Performance and Economics Analysis of Fully Automated Single-use Tangential Flow Filtration Process
Speaker: Engin Ayturk, Ph.D., BioPharm Applications R&D, PALL Corporation
Fully automated design approach to single-use tangential flow filtration (SUTFF) brings real-time process control, monitoring, flexibility and reliability in manufacture. Gamma irradiated Cadence™ Single-use TFF modules are scalable and easy to use, and form part of the fully automated UF/DF solution from Pall Life Sciences. This approach is well suited for R&D, clinical manufacturing or commercial production up to several hundreds of liters. The system can be implemented in multi-purpose or multi-product facilities, or CMOs (flexible facilities), for applications with containment or safety issues and processes targeting increased productivity. In addition to the application data showcasing SUTFF module performance, a detailed process economics modeling analysis will compare single-use versus conventional stainless steel TFF technologies and quantify the impact of key process parameters. In this context, the modeling strategy and the key points of SUTFF process economics will be presented via sensitivity and benchmark analyses under the main cost of goods categories of capital, materials, consumables, labor and facility operating costs.
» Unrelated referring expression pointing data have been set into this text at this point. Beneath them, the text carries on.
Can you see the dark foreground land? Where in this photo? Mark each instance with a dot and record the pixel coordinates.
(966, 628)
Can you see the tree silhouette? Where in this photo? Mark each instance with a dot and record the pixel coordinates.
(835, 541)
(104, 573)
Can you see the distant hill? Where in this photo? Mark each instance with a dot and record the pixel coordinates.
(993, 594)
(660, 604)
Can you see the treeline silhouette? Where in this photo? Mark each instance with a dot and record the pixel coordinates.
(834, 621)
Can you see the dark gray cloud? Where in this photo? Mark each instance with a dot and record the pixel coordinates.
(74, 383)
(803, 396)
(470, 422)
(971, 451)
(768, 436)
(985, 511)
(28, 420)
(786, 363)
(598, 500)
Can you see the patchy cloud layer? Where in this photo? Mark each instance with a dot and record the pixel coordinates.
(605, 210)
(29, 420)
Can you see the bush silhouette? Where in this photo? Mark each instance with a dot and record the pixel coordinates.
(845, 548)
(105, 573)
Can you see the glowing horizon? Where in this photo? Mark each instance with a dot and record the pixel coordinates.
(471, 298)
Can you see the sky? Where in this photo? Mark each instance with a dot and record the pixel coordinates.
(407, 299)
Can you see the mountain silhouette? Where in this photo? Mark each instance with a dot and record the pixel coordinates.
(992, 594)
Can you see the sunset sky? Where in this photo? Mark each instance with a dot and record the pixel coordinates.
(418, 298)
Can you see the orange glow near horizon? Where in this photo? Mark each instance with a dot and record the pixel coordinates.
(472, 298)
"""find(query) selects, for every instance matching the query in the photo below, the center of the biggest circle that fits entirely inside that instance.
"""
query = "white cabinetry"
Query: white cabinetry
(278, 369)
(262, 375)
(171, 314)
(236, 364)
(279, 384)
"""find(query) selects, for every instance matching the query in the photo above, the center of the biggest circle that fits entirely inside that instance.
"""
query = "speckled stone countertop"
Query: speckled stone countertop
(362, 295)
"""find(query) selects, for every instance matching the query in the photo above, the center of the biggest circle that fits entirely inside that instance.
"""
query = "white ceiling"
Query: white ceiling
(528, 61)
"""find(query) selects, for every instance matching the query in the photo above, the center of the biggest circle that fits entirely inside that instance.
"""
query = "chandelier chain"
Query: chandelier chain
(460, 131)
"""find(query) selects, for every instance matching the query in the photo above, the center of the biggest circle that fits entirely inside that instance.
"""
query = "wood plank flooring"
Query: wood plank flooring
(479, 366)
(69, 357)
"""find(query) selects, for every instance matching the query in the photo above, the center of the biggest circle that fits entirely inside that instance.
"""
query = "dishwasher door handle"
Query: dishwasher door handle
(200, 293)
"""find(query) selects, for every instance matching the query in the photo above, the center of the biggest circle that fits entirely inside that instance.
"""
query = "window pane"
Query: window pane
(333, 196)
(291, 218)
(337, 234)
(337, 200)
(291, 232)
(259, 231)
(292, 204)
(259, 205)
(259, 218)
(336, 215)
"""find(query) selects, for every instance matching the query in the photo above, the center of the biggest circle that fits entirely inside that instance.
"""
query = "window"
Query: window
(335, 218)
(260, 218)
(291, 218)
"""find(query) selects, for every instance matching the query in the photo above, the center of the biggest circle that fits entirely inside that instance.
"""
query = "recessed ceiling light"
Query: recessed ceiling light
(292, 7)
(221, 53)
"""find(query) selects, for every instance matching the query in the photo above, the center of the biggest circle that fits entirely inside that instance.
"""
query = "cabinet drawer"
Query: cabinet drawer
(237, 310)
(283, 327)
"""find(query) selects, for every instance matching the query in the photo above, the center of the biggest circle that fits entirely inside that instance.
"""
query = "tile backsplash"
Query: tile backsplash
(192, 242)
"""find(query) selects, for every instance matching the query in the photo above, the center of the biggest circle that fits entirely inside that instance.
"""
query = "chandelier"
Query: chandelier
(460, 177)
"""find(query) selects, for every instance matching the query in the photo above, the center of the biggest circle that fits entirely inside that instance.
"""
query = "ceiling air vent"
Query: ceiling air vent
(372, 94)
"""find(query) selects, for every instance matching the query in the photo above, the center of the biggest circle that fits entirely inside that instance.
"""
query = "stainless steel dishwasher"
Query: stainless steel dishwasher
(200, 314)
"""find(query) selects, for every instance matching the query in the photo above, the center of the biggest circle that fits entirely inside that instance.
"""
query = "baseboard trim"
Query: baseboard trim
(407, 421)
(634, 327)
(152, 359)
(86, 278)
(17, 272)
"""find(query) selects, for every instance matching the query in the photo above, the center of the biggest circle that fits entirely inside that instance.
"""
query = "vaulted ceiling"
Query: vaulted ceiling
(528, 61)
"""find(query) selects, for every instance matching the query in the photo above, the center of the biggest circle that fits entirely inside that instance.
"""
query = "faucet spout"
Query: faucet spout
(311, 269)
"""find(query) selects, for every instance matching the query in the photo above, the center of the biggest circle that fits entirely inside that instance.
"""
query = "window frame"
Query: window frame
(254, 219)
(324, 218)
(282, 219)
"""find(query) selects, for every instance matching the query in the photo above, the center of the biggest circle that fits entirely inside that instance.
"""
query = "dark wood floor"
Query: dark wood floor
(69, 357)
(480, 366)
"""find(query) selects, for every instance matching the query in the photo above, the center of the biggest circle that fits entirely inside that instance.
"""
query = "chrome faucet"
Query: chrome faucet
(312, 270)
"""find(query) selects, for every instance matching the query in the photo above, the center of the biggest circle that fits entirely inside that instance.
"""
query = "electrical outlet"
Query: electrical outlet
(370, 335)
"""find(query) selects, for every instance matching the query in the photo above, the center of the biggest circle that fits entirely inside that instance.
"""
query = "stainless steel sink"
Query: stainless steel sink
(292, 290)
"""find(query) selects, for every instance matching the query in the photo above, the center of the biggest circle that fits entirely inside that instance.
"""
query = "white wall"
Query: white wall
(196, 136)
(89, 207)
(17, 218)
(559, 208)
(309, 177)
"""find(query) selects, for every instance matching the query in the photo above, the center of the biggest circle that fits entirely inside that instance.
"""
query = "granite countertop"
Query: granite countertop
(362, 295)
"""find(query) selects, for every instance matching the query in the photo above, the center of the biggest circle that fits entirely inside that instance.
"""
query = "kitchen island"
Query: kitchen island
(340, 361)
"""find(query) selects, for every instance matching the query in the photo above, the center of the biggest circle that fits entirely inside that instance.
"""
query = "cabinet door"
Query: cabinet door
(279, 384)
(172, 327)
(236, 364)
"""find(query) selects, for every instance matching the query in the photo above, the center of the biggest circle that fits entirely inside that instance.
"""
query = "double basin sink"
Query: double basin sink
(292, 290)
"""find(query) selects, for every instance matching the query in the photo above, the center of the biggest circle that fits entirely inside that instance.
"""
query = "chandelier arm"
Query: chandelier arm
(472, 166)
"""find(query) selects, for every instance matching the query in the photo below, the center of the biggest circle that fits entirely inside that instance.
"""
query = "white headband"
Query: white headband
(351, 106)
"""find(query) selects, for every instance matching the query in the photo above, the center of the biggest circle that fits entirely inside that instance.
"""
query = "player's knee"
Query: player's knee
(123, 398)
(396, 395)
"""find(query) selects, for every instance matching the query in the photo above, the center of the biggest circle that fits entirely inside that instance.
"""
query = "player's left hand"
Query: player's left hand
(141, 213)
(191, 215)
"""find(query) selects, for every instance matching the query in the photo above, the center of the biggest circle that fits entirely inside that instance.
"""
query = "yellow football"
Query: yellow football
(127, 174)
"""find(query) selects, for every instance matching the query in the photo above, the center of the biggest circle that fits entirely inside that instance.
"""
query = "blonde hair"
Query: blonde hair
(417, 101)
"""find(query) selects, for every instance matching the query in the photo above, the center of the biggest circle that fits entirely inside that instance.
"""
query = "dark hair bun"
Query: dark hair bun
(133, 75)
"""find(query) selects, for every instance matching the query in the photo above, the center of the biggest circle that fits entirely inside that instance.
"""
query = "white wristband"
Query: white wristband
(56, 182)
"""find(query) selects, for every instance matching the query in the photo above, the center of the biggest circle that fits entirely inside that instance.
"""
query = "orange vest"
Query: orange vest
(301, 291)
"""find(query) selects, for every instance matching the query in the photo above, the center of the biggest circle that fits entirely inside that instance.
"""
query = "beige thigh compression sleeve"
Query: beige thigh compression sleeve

Single Pass Tangential Flow Filtration for Bioprocessing
Speaker: Joseph Parrella, Biomanufacturing Engineer, Biomanufacturing Sciences Network, EMD Millipore
Downstream purification processes for biopharmaceutical products are being challenged by increasing bioreactor titers as well as demand for higher concentration final formulations. In some cases, these challenges may result in a reduction in facility run rate or process yield. Single pass tangential flow filtration (SPTFF) provides a simple and effective solution to overcome these challenges without requiring major changes to facilities or purification processes. This webinar reviews the advantages of SPTFF, discusses applications where SPTFF adds value, provides recommendations for process development, and presents guidance for scale up and implementation.
Going Beyond The Batch: Benefitting From Continuous Thermal Viral Inactivation & Sterilization
When used for viral inactivation, sterilization, or pasteurization of liquid biologicals such as media, pharmaceuticals, and nutraceuticals, Continuous Flow Thermal (CFT) Processing offers many crucial advantages over traditional processing.
Optimizing a Continuous Wet Granulation Process by Understanding Granule Properties
In developing a continuous wet granulation process, it is easy to produce a large number of samples by varying both the formulation as well as the process parameters. Commonly used granule measurements include loss-on drying of residual moisture content, and particle size measurements from which correlations including the Carr Index and Hausner ration may be calculated. However, it is seen that these measurements are not sufficient to differentiate between a large number of samples produced at conditions which are not drastically different. Using a powder rheometer, we have been able to repeatably measure and produce reliable trends at multiple points in the process train (powder feeders, wet granules, dry granules) to determine which powder properties are critical-to-quality in generating the desired tablet properties. In this study two formulations were studied to demonstrate how to use improved understanding of granule properties to develop the design space of a continuous manufacturing process.
Emerging Market Capital Sourcing
Speaker: Kevin Batche, Sr. Procurement Manager, IPS – Integrated Project Services
Evaluated from an operations standpoint rather than a technical standpoint, this webinar looks at common fears as they relate to sourcing process and packaging equipment from emerging markets. Of primary concern are the risks associated with material segregation, cross-contamination, test reports, qualification documentation, as well as parts and service after start-up.